The Burning of Our Schools
An account published in this week’s issue of the burning of the Portland, Ore., high school again brings to mind the enormous destruction of school property in this country through fire. It has been estimated by statisticians that there is an average of one fire per day throughout the year in schools in this country. Whether or not this is an exaggeration the fact remains that the destruction by fire of school buildings is entirely too frequent and is in a great many cases the result of either carelessness or ignorance on the part of some one.
At this time of the year fires in schools are especially frequent from the fact that the furnaces are lit for the first time often by janitors who take little trouble to first see that the heating apparatus of the school is in efficient and safe condition. Defective or improperly cleaned flues, smoke pipes rusted or in otherwise dangerous condition, the furnaces themselves defective or improperly taken care of and many other causes can be assigned for these fires.
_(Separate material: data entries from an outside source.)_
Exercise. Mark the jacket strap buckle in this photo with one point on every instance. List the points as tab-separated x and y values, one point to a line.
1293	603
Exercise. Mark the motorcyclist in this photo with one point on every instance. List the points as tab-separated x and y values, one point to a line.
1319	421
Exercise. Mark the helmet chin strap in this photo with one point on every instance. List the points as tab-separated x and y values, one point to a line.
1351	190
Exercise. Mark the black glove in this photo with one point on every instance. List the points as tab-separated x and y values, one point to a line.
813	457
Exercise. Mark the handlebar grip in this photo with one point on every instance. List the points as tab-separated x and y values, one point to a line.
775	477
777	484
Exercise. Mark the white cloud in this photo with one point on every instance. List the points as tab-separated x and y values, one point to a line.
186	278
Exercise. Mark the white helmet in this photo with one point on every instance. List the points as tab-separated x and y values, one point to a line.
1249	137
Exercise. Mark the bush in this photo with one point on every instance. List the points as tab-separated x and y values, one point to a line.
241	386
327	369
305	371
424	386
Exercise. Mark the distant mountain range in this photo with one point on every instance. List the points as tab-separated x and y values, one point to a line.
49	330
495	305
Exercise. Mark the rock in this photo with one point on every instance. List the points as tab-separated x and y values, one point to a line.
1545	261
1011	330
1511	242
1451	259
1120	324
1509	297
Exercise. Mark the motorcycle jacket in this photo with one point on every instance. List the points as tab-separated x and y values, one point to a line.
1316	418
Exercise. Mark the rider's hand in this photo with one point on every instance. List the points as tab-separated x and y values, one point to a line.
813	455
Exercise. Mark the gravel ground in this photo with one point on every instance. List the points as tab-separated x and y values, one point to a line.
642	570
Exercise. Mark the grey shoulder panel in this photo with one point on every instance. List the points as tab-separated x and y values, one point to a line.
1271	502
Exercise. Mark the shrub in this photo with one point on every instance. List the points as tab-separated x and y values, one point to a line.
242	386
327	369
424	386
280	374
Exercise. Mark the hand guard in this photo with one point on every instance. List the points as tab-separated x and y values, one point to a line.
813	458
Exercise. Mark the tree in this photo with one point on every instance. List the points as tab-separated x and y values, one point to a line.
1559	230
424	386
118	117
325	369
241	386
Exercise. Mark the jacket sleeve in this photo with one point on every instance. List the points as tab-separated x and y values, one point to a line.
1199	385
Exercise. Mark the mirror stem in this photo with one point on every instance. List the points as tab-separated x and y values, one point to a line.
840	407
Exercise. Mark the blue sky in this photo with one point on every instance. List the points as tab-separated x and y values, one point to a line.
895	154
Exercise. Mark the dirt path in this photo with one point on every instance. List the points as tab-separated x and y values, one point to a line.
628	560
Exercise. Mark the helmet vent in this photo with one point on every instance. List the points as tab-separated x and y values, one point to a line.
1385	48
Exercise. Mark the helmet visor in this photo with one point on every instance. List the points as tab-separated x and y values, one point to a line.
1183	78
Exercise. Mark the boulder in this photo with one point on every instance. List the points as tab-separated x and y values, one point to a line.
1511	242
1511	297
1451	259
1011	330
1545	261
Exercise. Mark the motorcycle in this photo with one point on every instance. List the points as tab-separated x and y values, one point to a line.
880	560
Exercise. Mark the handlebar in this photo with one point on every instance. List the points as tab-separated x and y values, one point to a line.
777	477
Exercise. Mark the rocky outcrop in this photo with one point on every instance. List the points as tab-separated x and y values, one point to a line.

However, in tracing them to their origin the human element can generally be found to be at fault.
While fortunately in many instances these fires have occurred in other than schools hours and when the buildings were vacant or nearly so, in some cases, notably in the Covington, Ga., fire, described in this week’s issue, and that at Colby College in Waterville, Me., lives have been lost.
Of course the first matter to be attended to is to see that the heating apparatus before it is lighted for the cold season is in perfect condition and safe to use. If this had been done, many of these fires would not have occurred and they only serve to illustrate the necessity for attending to this important matter. But aside from precautions of this kind it is very essential that every means be adopted for taking care of fires when they do occur and in preventing panic among the scholars in case the fire happens during school hours. Fire drills should be carefully and frequently carried out so that the teachers and scholars know exactly what to do in case of an alarm and are taught to do this coolly and without confusion. Means should be provided for taking care of small fires in the buildings; extinguishers should be installed and scholars instructed in their manipulations; hose standards should be placed in positions on all floors and all other means of quickly handling a fire should be provided. But even more important is the means for summoning the city fire department. There should be placed in an easily accessible position a fire alarm box in every school building, and the scholars should he instructed in the proper method of sending an alarm and taught that the first act in discovering a fire should he to pull the box and summon the fire department. After that the handling of the fire and attempts at its extinguishment until the arrival of the department should follow. All of these matters if properly attended to would reduce very largely the number of unnecessary school fires, which seem to be on the increase.